Es obvio que el gobierno de la República no tuvo el mismo interés en celebrar los 100 años del comienzo de la Revolución, que los 200 del inicio de la Independencia. La razón más evidente de esa diferencia de entusiasmos se la escuché decir a Héctor de Mauleón hace unos días: los festejos de la Independencia podían ser presentados como cosa propia del gobierno federal, mientras que la celebración revolucionaria le pertenece al PRI. Y así, no tenía sentido organizar una conmemoración fastuosa para aplaudir el ideario de la oposición, ni mucho menos emprender debates y recuerdos que sólo hubieran beneficiado la memoria del partido que quiere volver a gobernar a México.
De modo que el próximo 20 de noviembre, serán muy pocos los que celebren el principio del movimiento social más importante que ha tenido México y, a cambio, tendremos un despliegue militar que nos recordará mucho más la guerra en la que estamos, que las muchas causas que se cruzaron en la Revolución que inició en 1910.
Causas que nunca se cumplieron a cabalidad, a pesar de que el régimen anterior cabalgó sobre ellas durante varias décadas. Y cuya situación concreta, cien años más tarde, produce más motivos de tristeza que de orgullo: la pobreza y desigualdad siguen siendo los problemas más lamentables del país; la mayor parte de los campesinos sigue viviendo al margen de las oportunidades —aunque así se llame el programa oficial del régimen—, mientras que los indígenas siguen situados al extremo de la marginación y la discriminación sociales. Las causas del trabajo han quedado capturadas entre los intereses sindicales y la voracidad de los mercados, mientras que nuestros derechos sociales a la educación y la salud —hoy reconocidos y extendidos— no cumplen con la calidad y la oportunidad indispensables para producir una verdadera movilidad social.
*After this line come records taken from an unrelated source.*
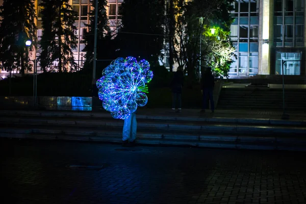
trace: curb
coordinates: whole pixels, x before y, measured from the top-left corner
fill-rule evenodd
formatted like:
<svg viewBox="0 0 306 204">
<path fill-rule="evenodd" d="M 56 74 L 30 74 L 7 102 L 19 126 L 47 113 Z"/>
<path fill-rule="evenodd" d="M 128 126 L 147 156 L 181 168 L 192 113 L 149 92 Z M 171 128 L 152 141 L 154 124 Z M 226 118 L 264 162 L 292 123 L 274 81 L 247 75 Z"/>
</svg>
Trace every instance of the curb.
<svg viewBox="0 0 306 204">
<path fill-rule="evenodd" d="M 0 111 L 0 115 L 3 116 L 31 116 L 31 117 L 55 117 L 69 118 L 106 118 L 114 119 L 111 115 L 107 113 L 93 112 L 47 112 L 47 111 Z M 137 114 L 138 119 L 149 119 L 157 120 L 173 120 L 203 122 L 220 122 L 220 123 L 235 123 L 242 124 L 258 124 L 262 125 L 306 125 L 306 120 L 285 120 L 281 119 L 272 119 L 264 118 L 239 118 L 231 117 L 186 117 L 186 116 L 155 116 Z M 123 121 L 123 120 L 122 120 Z"/>
<path fill-rule="evenodd" d="M 167 145 L 174 146 L 194 146 L 197 147 L 209 147 L 231 148 L 237 149 L 254 150 L 287 150 L 292 151 L 306 151 L 306 140 L 294 140 L 293 138 L 278 138 L 275 137 L 254 137 L 247 136 L 229 137 L 219 136 L 218 137 L 203 136 L 202 140 L 162 139 L 157 138 L 152 135 L 140 135 L 137 138 L 139 145 Z M 121 135 L 111 137 L 98 136 L 73 136 L 67 135 L 28 135 L 23 133 L 0 133 L 1 138 L 8 139 L 36 139 L 44 140 L 79 141 L 112 143 L 122 143 Z M 198 137 L 199 139 L 199 137 Z M 216 138 L 217 137 L 217 138 Z M 298 143 L 298 145 L 296 144 Z M 302 145 L 301 145 L 302 144 Z"/>
</svg>

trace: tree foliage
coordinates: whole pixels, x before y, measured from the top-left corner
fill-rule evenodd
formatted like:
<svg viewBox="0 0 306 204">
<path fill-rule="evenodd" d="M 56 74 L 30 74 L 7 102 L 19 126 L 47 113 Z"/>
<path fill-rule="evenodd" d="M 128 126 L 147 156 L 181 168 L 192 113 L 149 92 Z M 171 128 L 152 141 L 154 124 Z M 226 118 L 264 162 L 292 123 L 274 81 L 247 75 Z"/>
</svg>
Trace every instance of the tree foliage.
<svg viewBox="0 0 306 204">
<path fill-rule="evenodd" d="M 85 33 L 85 47 L 83 50 L 86 52 L 84 68 L 92 68 L 93 61 L 93 49 L 94 42 L 95 13 L 96 0 L 90 1 L 93 9 L 90 13 L 89 24 L 86 24 L 89 31 Z M 114 42 L 112 40 L 112 35 L 110 29 L 108 19 L 106 12 L 107 6 L 106 0 L 98 2 L 98 20 L 97 31 L 97 59 L 110 59 L 113 58 L 114 52 L 110 47 L 113 47 Z M 109 63 L 109 62 L 108 62 Z"/>
<path fill-rule="evenodd" d="M 164 0 L 125 0 L 122 28 L 116 37 L 119 55 L 145 59 L 158 64 L 163 48 Z"/>
<path fill-rule="evenodd" d="M 72 53 L 76 47 L 76 28 L 73 23 L 78 13 L 69 2 L 43 0 L 40 4 L 43 31 L 39 59 L 44 71 L 61 72 L 78 68 Z"/>
<path fill-rule="evenodd" d="M 201 44 L 201 66 L 211 66 L 227 75 L 233 51 L 229 41 L 233 0 L 194 0 L 185 4 L 174 0 L 175 32 L 172 50 L 175 61 L 189 78 L 199 73 Z M 202 22 L 199 21 L 203 17 Z M 211 29 L 216 32 L 213 35 Z"/>
<path fill-rule="evenodd" d="M 0 62 L 1 68 L 11 72 L 20 68 L 31 70 L 29 49 L 32 50 L 37 42 L 37 28 L 34 5 L 31 0 L 4 0 L 0 7 Z M 26 41 L 32 42 L 29 48 Z"/>
</svg>

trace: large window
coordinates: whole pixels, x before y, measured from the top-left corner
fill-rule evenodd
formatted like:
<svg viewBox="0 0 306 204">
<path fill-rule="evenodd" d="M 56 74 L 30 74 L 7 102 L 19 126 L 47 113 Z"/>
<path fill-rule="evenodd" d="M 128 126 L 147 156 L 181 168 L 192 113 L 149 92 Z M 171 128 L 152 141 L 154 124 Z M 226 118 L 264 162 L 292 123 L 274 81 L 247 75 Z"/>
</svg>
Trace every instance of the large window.
<svg viewBox="0 0 306 204">
<path fill-rule="evenodd" d="M 274 45 L 304 46 L 304 0 L 274 0 Z"/>
<path fill-rule="evenodd" d="M 109 0 L 108 17 L 112 31 L 116 31 L 120 26 L 121 5 L 123 0 Z"/>
<path fill-rule="evenodd" d="M 259 0 L 236 0 L 232 15 L 231 40 L 235 45 L 237 59 L 231 65 L 230 76 L 252 75 L 258 73 Z"/>
</svg>

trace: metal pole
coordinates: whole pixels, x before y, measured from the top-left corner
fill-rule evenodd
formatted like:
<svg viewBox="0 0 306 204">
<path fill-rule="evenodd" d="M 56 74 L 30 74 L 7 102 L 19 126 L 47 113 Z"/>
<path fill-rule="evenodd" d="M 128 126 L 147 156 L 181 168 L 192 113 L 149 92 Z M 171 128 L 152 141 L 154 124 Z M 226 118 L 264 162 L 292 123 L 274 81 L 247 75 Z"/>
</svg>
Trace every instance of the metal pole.
<svg viewBox="0 0 306 204">
<path fill-rule="evenodd" d="M 81 13 L 82 12 L 82 1 L 80 0 L 80 2 L 79 4 L 79 33 L 78 34 L 78 36 L 79 38 L 78 38 L 78 66 L 80 66 L 80 41 L 81 38 Z"/>
<path fill-rule="evenodd" d="M 35 58 L 35 106 L 37 103 L 37 60 Z"/>
<path fill-rule="evenodd" d="M 93 46 L 93 67 L 92 69 L 92 80 L 95 81 L 96 65 L 97 58 L 97 33 L 98 30 L 98 1 L 95 0 L 95 12 L 94 16 L 94 45 Z"/>
<path fill-rule="evenodd" d="M 35 62 L 33 69 L 33 106 L 35 106 Z"/>
<path fill-rule="evenodd" d="M 282 115 L 282 119 L 289 119 L 289 115 L 286 114 L 285 109 L 285 77 L 284 73 L 284 64 L 286 63 L 286 61 L 282 60 L 282 72 L 283 72 L 283 115 Z"/>
<path fill-rule="evenodd" d="M 201 83 L 201 43 L 202 42 L 202 25 L 201 25 L 201 31 L 200 31 L 200 64 L 199 64 L 199 82 L 200 82 L 200 83 Z"/>
</svg>

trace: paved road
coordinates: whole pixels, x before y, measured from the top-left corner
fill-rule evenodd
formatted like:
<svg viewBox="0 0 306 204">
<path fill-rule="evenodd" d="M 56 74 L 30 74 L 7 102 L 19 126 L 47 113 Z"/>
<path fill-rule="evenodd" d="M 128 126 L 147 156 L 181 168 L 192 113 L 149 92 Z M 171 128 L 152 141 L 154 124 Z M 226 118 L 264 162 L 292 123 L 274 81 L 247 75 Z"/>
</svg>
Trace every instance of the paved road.
<svg viewBox="0 0 306 204">
<path fill-rule="evenodd" d="M 3 203 L 306 203 L 305 152 L 0 144 Z"/>
</svg>

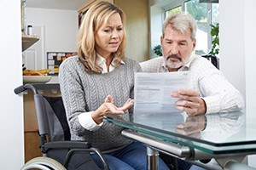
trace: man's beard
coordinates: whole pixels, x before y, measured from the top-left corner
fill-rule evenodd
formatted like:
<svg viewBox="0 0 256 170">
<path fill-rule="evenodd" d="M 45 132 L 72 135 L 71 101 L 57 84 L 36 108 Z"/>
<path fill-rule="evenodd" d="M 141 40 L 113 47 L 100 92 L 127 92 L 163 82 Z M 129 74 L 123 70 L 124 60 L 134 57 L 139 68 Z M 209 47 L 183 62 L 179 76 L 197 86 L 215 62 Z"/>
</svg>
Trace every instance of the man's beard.
<svg viewBox="0 0 256 170">
<path fill-rule="evenodd" d="M 172 61 L 170 59 L 175 59 L 177 60 L 178 61 Z M 188 57 L 186 60 L 183 60 L 179 55 L 177 54 L 170 54 L 165 59 L 165 63 L 167 65 L 168 68 L 170 69 L 177 69 L 180 68 L 183 65 L 185 65 L 190 59 L 190 56 Z"/>
</svg>

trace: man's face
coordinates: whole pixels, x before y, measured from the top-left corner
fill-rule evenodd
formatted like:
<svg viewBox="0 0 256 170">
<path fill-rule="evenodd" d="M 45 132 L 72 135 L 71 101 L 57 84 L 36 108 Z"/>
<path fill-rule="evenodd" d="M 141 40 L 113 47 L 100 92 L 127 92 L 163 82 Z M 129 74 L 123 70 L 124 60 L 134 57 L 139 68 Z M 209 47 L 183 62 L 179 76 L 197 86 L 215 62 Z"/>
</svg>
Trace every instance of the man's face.
<svg viewBox="0 0 256 170">
<path fill-rule="evenodd" d="M 192 51 L 195 48 L 195 39 L 191 40 L 191 31 L 187 30 L 183 34 L 175 31 L 168 25 L 161 37 L 163 55 L 171 69 L 178 69 L 189 60 Z"/>
</svg>

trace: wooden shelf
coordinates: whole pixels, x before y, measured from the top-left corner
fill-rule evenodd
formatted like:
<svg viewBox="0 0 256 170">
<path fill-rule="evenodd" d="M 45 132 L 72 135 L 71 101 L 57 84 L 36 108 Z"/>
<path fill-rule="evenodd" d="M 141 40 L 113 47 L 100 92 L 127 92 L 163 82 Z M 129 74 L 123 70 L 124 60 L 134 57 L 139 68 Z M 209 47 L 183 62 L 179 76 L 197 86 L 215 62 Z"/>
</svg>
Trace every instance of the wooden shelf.
<svg viewBox="0 0 256 170">
<path fill-rule="evenodd" d="M 39 40 L 38 36 L 34 35 L 22 35 L 22 51 L 25 51 L 29 47 L 33 45 Z"/>
</svg>

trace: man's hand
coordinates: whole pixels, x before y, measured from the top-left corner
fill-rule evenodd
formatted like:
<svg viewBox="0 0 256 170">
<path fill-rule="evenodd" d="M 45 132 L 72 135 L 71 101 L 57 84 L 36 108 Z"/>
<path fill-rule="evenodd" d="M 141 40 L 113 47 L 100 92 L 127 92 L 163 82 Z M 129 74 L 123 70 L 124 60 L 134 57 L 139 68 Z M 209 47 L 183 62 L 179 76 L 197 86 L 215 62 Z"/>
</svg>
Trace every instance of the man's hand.
<svg viewBox="0 0 256 170">
<path fill-rule="evenodd" d="M 206 103 L 195 90 L 183 88 L 173 92 L 171 96 L 180 99 L 176 102 L 176 108 L 185 111 L 189 116 L 201 115 L 207 112 Z"/>
</svg>

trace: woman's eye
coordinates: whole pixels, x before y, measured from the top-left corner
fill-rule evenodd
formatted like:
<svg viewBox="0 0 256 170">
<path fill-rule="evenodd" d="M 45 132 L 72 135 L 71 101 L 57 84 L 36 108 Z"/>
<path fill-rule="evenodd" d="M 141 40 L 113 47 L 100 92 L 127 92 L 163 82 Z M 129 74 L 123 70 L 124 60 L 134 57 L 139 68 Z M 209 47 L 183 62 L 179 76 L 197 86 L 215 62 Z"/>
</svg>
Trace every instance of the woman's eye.
<svg viewBox="0 0 256 170">
<path fill-rule="evenodd" d="M 105 32 L 110 32 L 111 30 L 104 30 Z"/>
</svg>

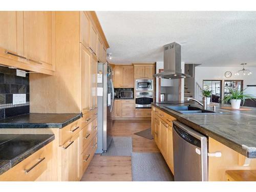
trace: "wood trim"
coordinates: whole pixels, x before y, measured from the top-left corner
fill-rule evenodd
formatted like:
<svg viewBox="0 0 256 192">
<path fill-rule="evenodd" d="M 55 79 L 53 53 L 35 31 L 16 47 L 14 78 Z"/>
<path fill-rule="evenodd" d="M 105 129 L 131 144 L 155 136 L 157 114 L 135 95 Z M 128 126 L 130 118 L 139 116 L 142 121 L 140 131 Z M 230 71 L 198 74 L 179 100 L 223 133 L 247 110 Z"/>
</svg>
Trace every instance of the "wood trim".
<svg viewBox="0 0 256 192">
<path fill-rule="evenodd" d="M 95 11 L 86 11 L 86 12 L 88 15 L 89 18 L 91 22 L 92 22 L 97 28 L 98 31 L 98 33 L 99 34 L 100 37 L 101 37 L 101 39 L 103 41 L 103 43 L 106 49 L 110 47 L 109 43 L 106 40 L 106 37 L 104 32 L 102 30 L 102 28 L 101 27 L 101 25 L 99 23 L 99 19 L 98 19 L 98 17 L 97 16 L 97 14 L 96 14 Z"/>
<path fill-rule="evenodd" d="M 133 65 L 134 66 L 156 66 L 156 63 L 133 63 Z"/>
</svg>

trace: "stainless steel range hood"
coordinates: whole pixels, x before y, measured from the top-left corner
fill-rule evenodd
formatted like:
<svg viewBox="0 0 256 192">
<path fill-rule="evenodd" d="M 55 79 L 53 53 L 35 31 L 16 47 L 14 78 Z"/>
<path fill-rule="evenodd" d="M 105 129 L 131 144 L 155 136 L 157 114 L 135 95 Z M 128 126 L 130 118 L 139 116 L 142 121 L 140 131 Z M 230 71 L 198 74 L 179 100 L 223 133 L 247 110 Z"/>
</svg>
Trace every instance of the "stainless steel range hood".
<svg viewBox="0 0 256 192">
<path fill-rule="evenodd" d="M 174 42 L 163 47 L 164 71 L 155 74 L 154 76 L 171 79 L 190 77 L 190 75 L 181 73 L 180 45 Z"/>
</svg>

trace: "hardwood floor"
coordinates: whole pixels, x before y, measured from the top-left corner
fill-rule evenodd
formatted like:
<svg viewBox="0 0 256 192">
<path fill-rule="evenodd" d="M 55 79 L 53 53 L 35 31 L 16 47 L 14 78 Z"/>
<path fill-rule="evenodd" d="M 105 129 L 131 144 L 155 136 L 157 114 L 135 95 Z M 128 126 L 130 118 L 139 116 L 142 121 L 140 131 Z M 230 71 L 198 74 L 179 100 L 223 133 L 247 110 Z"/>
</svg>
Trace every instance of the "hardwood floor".
<svg viewBox="0 0 256 192">
<path fill-rule="evenodd" d="M 151 121 L 115 120 L 111 135 L 132 137 L 133 152 L 159 152 L 153 139 L 134 135 L 151 126 Z M 95 155 L 81 181 L 132 181 L 131 157 Z"/>
</svg>

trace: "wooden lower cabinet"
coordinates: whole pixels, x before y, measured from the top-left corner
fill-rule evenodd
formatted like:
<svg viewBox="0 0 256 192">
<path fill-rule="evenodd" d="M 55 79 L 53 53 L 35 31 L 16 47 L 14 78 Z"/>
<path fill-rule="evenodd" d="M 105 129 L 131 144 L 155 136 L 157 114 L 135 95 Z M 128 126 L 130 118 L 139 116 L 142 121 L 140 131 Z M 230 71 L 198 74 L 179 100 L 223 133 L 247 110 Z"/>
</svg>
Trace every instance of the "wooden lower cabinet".
<svg viewBox="0 0 256 192">
<path fill-rule="evenodd" d="M 152 108 L 152 133 L 157 145 L 164 157 L 170 170 L 174 174 L 173 123 L 176 119 Z"/>
<path fill-rule="evenodd" d="M 52 158 L 52 150 L 53 143 L 51 142 L 6 172 L 0 175 L 0 181 L 35 181 L 49 168 L 48 162 Z M 36 165 L 37 163 L 38 164 Z M 29 169 L 29 172 L 27 172 Z"/>
<path fill-rule="evenodd" d="M 79 134 L 59 147 L 61 151 L 61 181 L 78 181 L 80 178 Z"/>
</svg>

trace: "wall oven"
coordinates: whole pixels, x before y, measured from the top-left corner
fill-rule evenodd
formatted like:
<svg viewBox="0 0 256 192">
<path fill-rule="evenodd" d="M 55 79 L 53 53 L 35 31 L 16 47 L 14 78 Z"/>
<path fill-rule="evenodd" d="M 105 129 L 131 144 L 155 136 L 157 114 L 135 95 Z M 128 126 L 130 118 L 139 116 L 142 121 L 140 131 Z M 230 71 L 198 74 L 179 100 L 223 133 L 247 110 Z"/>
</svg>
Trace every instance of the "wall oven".
<svg viewBox="0 0 256 192">
<path fill-rule="evenodd" d="M 136 79 L 136 91 L 153 91 L 153 79 Z"/>
<path fill-rule="evenodd" d="M 137 92 L 135 96 L 135 107 L 136 108 L 151 108 L 153 102 L 153 95 L 152 92 Z"/>
</svg>

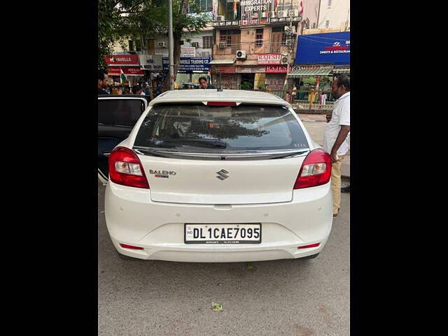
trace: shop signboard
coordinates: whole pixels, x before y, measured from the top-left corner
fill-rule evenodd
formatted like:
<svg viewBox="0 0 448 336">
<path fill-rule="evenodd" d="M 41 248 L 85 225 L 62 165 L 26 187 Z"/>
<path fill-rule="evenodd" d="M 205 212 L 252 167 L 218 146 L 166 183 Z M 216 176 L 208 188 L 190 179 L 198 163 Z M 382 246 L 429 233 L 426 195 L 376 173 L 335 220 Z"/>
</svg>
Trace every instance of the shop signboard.
<svg viewBox="0 0 448 336">
<path fill-rule="evenodd" d="M 123 69 L 123 74 L 126 76 L 145 76 L 145 73 L 139 67 L 127 66 L 122 68 Z"/>
<path fill-rule="evenodd" d="M 195 57 L 196 48 L 195 47 L 183 47 L 181 48 L 181 57 Z"/>
<path fill-rule="evenodd" d="M 107 68 L 107 75 L 111 76 L 120 76 L 121 66 L 110 66 Z"/>
<path fill-rule="evenodd" d="M 140 66 L 138 55 L 122 54 L 104 56 L 107 65 L 110 66 Z"/>
<path fill-rule="evenodd" d="M 241 0 L 239 1 L 241 24 L 266 23 L 269 12 L 275 10 L 276 3 L 276 0 Z"/>
<path fill-rule="evenodd" d="M 285 74 L 288 70 L 286 65 L 267 65 L 266 66 L 266 74 Z"/>
<path fill-rule="evenodd" d="M 188 74 L 192 71 L 209 72 L 210 57 L 181 57 L 178 72 Z"/>
<path fill-rule="evenodd" d="M 213 72 L 215 74 L 234 74 L 235 73 L 235 67 L 233 66 L 214 66 L 213 68 Z"/>
<path fill-rule="evenodd" d="M 295 64 L 350 64 L 350 31 L 300 35 Z"/>
<path fill-rule="evenodd" d="M 259 64 L 279 64 L 281 55 L 278 54 L 258 54 Z"/>
<path fill-rule="evenodd" d="M 237 66 L 237 74 L 264 74 L 265 66 Z"/>
</svg>

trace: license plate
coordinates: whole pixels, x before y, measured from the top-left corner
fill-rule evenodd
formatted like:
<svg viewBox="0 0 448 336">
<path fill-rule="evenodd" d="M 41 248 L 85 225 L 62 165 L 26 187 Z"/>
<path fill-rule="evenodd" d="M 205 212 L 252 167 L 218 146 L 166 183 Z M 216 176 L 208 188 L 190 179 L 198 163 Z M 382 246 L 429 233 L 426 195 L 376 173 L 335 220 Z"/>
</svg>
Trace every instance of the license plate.
<svg viewBox="0 0 448 336">
<path fill-rule="evenodd" d="M 185 223 L 185 244 L 260 244 L 261 224 Z"/>
</svg>

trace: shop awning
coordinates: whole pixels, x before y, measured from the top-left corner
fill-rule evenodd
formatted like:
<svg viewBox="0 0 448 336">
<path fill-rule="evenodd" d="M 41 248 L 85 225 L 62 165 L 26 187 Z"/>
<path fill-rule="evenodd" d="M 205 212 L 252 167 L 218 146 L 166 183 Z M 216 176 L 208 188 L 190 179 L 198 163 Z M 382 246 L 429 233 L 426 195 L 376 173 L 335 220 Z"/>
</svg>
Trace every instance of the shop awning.
<svg viewBox="0 0 448 336">
<path fill-rule="evenodd" d="M 234 59 L 214 59 L 209 64 L 218 65 L 218 64 L 233 64 L 235 62 Z"/>
<path fill-rule="evenodd" d="M 298 69 L 288 74 L 288 77 L 297 78 L 301 76 L 328 76 L 333 68 Z"/>
<path fill-rule="evenodd" d="M 333 71 L 331 71 L 333 74 L 350 74 L 349 69 L 333 69 Z"/>
</svg>

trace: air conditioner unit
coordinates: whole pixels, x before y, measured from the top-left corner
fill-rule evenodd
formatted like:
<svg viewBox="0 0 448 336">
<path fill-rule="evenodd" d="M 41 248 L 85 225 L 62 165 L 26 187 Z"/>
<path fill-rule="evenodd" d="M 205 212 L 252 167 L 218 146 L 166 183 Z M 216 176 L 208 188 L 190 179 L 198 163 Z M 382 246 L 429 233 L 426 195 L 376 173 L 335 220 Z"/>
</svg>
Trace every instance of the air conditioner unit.
<svg viewBox="0 0 448 336">
<path fill-rule="evenodd" d="M 246 59 L 246 52 L 244 50 L 237 51 L 237 59 Z"/>
<path fill-rule="evenodd" d="M 289 11 L 290 18 L 296 18 L 299 16 L 299 10 L 298 9 L 293 9 Z"/>
</svg>

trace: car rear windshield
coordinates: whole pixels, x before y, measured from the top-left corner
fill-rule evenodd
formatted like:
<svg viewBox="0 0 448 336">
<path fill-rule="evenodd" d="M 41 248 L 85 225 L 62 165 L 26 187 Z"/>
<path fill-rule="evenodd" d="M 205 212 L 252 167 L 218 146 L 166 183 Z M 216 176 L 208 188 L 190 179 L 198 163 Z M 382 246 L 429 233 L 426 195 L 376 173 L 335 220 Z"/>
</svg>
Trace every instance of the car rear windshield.
<svg viewBox="0 0 448 336">
<path fill-rule="evenodd" d="M 98 99 L 98 123 L 132 127 L 144 109 L 141 99 Z"/>
<path fill-rule="evenodd" d="M 141 124 L 134 146 L 218 153 L 309 147 L 300 125 L 285 106 L 210 106 L 202 103 L 153 106 Z"/>
</svg>

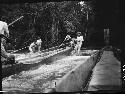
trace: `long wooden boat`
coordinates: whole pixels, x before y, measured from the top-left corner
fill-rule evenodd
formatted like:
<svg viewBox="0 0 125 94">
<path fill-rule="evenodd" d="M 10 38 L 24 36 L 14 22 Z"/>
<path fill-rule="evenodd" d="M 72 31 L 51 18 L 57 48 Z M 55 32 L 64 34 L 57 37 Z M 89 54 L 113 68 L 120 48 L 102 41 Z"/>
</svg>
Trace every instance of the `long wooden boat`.
<svg viewBox="0 0 125 94">
<path fill-rule="evenodd" d="M 69 55 L 72 51 L 71 47 L 66 48 L 51 48 L 43 51 L 43 54 L 38 54 L 32 58 L 25 58 L 18 60 L 19 63 L 15 65 L 2 66 L 2 78 L 10 76 L 21 71 L 29 70 L 32 67 L 38 67 L 42 64 L 50 64 L 55 60 L 61 59 Z"/>
<path fill-rule="evenodd" d="M 118 51 L 109 46 L 97 51 L 45 92 L 113 92 L 121 90 L 121 86 L 121 62 Z"/>
</svg>

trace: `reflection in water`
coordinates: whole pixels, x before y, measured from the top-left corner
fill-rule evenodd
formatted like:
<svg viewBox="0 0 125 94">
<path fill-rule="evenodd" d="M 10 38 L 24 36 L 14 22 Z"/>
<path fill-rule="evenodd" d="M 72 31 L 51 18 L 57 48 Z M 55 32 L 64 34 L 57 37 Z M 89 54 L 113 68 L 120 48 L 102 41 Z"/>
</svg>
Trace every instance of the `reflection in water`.
<svg viewBox="0 0 125 94">
<path fill-rule="evenodd" d="M 6 77 L 2 81 L 2 89 L 6 91 L 21 90 L 26 92 L 44 92 L 55 86 L 55 82 L 71 69 L 83 63 L 89 56 L 69 56 L 62 60 L 41 65 L 28 71 Z M 78 60 L 76 62 L 76 60 Z"/>
</svg>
Y además, seguimos siendo una sociedad clasista, racista y discriminadora.
La mejor noticia estaría, acaso, en la democracia cuya búsqueda dio origen al movimiento revolucionario de Madero, aunque esa nota de alegría se nos escurre cada día entre los abusos de las burocracias partidarias y la incapacidad de las instituciones para resolver los problemas principales del país. Y para colmo —como si fuera un sino— llegamos al festejo centenario en medio de una nueva guerra entre los mexicanos, agravada por el hecho de que ésta no tiene más causa ni propósito que el dinero y el poder edificados al margen de la ley. Una mala lista, pues, que oscurece los motivos que tendríamos para celebrar cien años de Revolución.
Con todo, el 20 de noviembre podría ser buen pretexto para dar inicio a otras revoluciones, menos dramáticas pero no menos importantes. Ya hay un grupo de activistas sociales que ha propuesto, por ejemplo, iniciar una nueva revolución educativa. Un movimiento social pacífico comprometido con los cambios que le están urgiendo al sistema de educación pública para salir de la mediocridad, iniciando por su liberación de los controles sindicales que lo ahogan. Hay otra revolución, más proclive a la información pública y la rendición de cuentas, que se está tomando en serio el seguimiento de los asuntos públicos y la vigilancia del dinero que nos pertenece.
Hay otras más a favor de los derechos ambientales, de los derechos de las minorías, de los derechos colectivos y de la no discriminación. Es decir, de la agenda alternativa a los intereses más superficiales de los poderosos, que ha ido avanzando paulatinamente con reivindicaciones muy concretas y en lugares específicos, como la Ciudad de México. Y esas revoluciones están acompañadas de otra, más visible por naturaleza propia, que es la revolución de los medios y de los nuevos contenidos de la comunicación política. Y no me refiero sólo a las redes sociales electrónicas, sino a la nueva competencia mediática que promete dar al traste con los enfoques enlatados, los debates arreglados y las opiniones prefabricadas.
Todas esas son formas revolucionarias, porque quieren romper con el estatus quo y defender razones y derechos que harían mucho mejor nuestra vida en común. Revoluciones para recuperar el sentido de lo público, que nos ha sido sistemáticamente arrebatado y corrompido. Pero que tienen vías muy distintas de expresión para avanzar en sus propósitos y que, casi siempre, carecen de caudillos y de ambiciones personales de poder. Son anticlimáticas y posmodernas. Revoluciones acotadas, focalizadas, localizadas, dispersas y puntuales. Nada que pueda ser presentado como una alternativa para los festejos de la revolución de 1910. Pero que están ahí, incubándose y creciendo poco a poco, mientras nuestra clase política tropieza y se disputa hasta las fechas, pensando en las siguientes elecciones.